Ce qui est certain est qu'à terme, après implantation de ces méthodes à tous les niveaux commerciaux de l'entreprise, il ne reste pas de place pour l'ancienne façon de penser.
Dans un deuxième temps, après validation de la nouvelle technique, l'entreprise établit un calendrier d'implantation et de généralisation de celle-ci à l'ensemble du réseau et à son encadrement.
A ce moment-là, les nouvelles relations régionaux-visiteurs s'installent progressivement. Chaque structure trouvera ses propres procédures. Ce qui sera commun à toutes est l'apparition d'un nouveau régional, plus fonctionnel que hiérarchique, dont le rôle ne sera plus de contrôler le travail de ses visiteurs, mais de rassembler l'information au niveau de sa région et de préparer ses campagnes, au sens napoléonien du terme. Fédérateur, chef de guerre, patron d'une équipe. Mais, puisque les visiteurs ne seront plus des porteurs de message, les régionaux n'auront plus cette fonction odieuse de vérifier si les visiteurs récitent bien leurs leçons; exit donc les visites à deux.
Dans un troisième temps, un nouveau marketing se créera pour répondre aux besoins de l'ensemble médecins-ventes. Ce nouveau marketing ne sera plus messianique; il reposera sur l'analyse permanente et systématique de toutes les informations "remontant" du terrain. Il ressemblera plus au marketing direct, et traitera, quantitativement, les relations individuelles. Il continuera à tester, avec l'aide des gens de terrain, les nouveaux concepts, mais en acceptant l'idée fondamentale selon laquelle "un bon concept est celui que le médecin fait sien et intègre à son langage". Comme nous l'avons vu au chapitre précédent, le nouveau marketing sera au service des ventes, en relation symétrique d'égalité avec lui.
Dans l'application concrète à chaque cas, on pourra alors légitimement se poser la question de savoir si certains régionaux, ne pourraient pas devenir des "chefs de produits-terrain", c'est-à-dire des fonctionnels chargés de centraliser l'information sur un produit, et de travailler la cohérence des méthodes au niveau national, sur ce produit.
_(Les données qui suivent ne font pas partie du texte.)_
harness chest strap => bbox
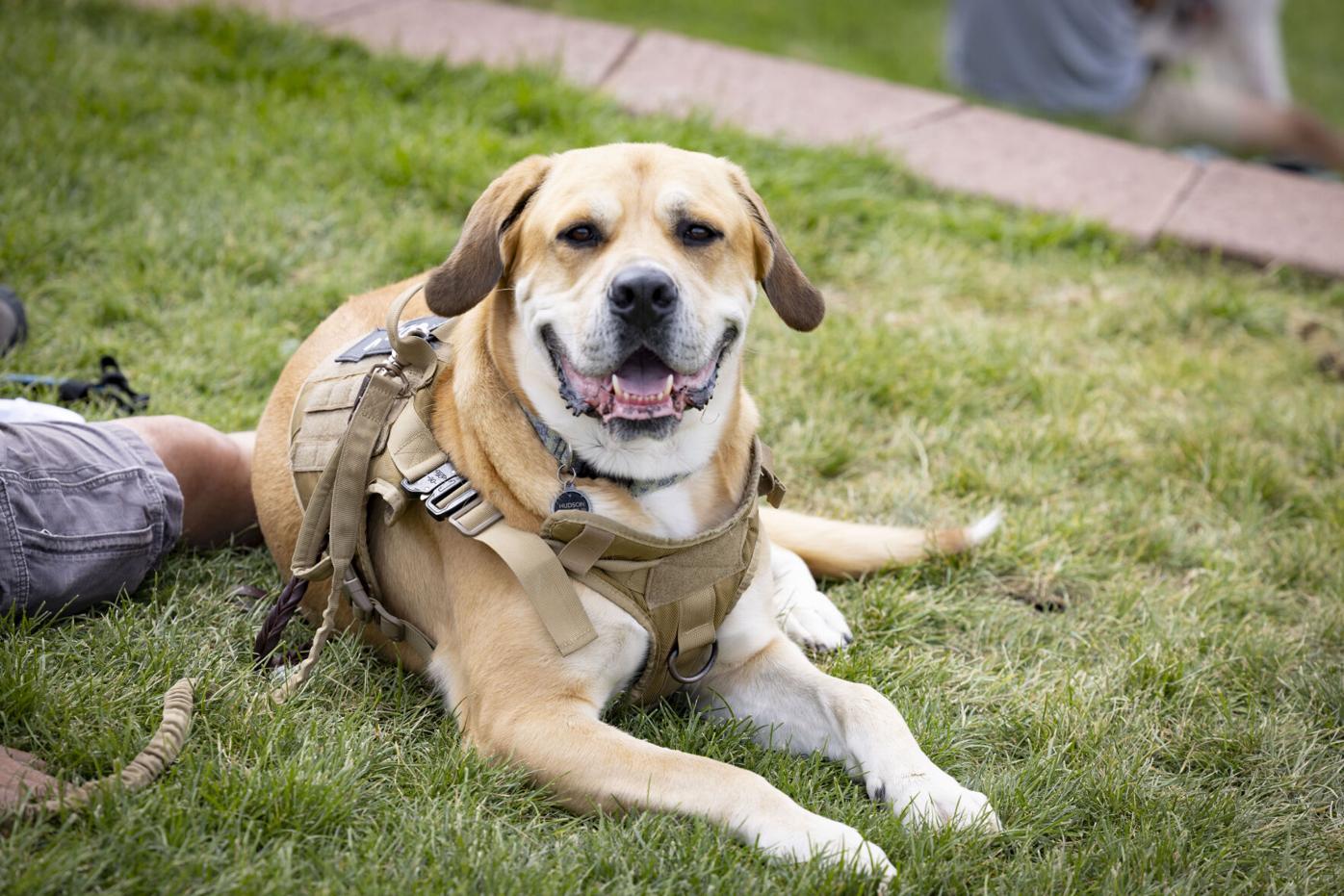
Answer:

Il nous semble en tous cas évident, tant que la plupart des chefs de produits continueront à considérer avec un certain mépris le travail des gens de terrain, que cette fonction conviendra mieux à des personnes qui sont actuellement des régionaux.
On pourra également envisager une nouvelle "race" de formateurs, qui tourneront en permanence avec les visiteurs cycliques, et qui pourront aider ceux qui, momentanément, se trouveront en difficulté.
Bref, on comprend déjà mieux que la seule modification des relations visiteurs-médecins, permettra de créer des fonctions nouvelles, qui seront toutes des fonctions de traitement d'informations.
On ne sait pas encore ce que pourrait donner une application systématique et complète de ces méthodes, car on ne sait pas tout à fait, quels seront les vrais besoins relationnels des médecins, au vu d'une telle nouvelle organisation. On le saura bientôt, et nous savons déjà que ce sera la naissance de fonctions nouvelles, mais aussi la mort d'anciennes fonctions.